Aku moved toward us but stopped, seeing something in my expression that warned him not to intervene.

I turned away from them both, staring at the moon.

Kassius.

I'd forgotten her name. Just like Pamela had forgotten her husband's.

The irony wasn't lost on me.

I gave her a cold expression, then stood and walked farther into the courtyard to be alone. My mood had soured beyond recovery.

Still the same Kassius?

Me?

Should I take that as a good sign?

As if. It meant I was branded. Marked. Owned by some entity that gleefully observed my suffering. 

Still a coward.

Still a slave.

Pathetic.

I kept turning over what Pamela had said—that she understood me. Who the hell did she think she understood? While she stood bound in place, forced the dot about the past, I was moving and… still forced to see the past.

Aren't my nightmares the same thing?

Why was I so defensive about it?

Because I'd rejected everyone else who thought we were the same? Alice with her anxious need for validation. Sophie with our shared suffering while growing up. Sarah with her open desperation. Sasha with her supposed shared trauma.

All of them had looked at me and seen a reflection.

All of them had been wrong.

Or had they?

What if I actually was similar on some level?

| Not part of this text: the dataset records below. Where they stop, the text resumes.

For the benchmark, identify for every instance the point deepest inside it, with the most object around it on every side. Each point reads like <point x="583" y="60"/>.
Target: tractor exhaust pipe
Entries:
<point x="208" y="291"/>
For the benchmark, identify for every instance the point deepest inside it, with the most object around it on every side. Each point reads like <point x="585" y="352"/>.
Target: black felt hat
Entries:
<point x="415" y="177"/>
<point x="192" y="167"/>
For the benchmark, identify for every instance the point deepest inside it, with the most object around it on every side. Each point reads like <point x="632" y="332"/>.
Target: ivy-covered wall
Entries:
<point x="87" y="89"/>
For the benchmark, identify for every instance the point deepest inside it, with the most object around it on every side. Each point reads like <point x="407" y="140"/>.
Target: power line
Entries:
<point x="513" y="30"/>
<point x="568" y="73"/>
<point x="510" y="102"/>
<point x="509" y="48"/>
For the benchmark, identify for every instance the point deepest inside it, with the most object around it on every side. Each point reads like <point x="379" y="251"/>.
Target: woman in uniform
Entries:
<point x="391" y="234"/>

What if the thing I hated most in them was the thing I recognized in myself—the inability to let go, to move forward, to stop clinging to ghosts?

Whatever.

What was done was done. It wasn't like I was going to take any of their hands. Not Pamela's. Not anyone's.

I'd made that choice a long time ago.

What was I even living for if I rejected everyone? What was the end goal in fighting UltraMan? 

Just to save the world? Me? Why even bother? 

Why was I doing all of this?

To find the entity that revived me? Then what? It is clear that I have no power. So why even bother?

I just… didn't know. 

I sad hunch sat at the back of my head. Why couldn't someone tell me what to do? The mere fact that that I thought that made me feel… I just don't know anymore.

I was the same Nameless guided by the Balmundis. 

But how could I do anything else if that had been all my life?

I just didn't know. Or I did and my mind kept the answer away, too ashamed to admit. 

The moon hung overhead, indifferent and cold. It was totally unlike Alice's little moons. I wasn't sure I saw a night this grim.

I stood beneath it, alone, and felt nothing.

At some point, two inquisitors approached me.

One was a man whose face was wrapped in a blood-soaked rag, spiraled around his head like a grotesque bandage. Only one eye was visible—red, unblinking. He didn't wear the standard Bureau suit, but flowing robes that looked ceremonial, almost religious.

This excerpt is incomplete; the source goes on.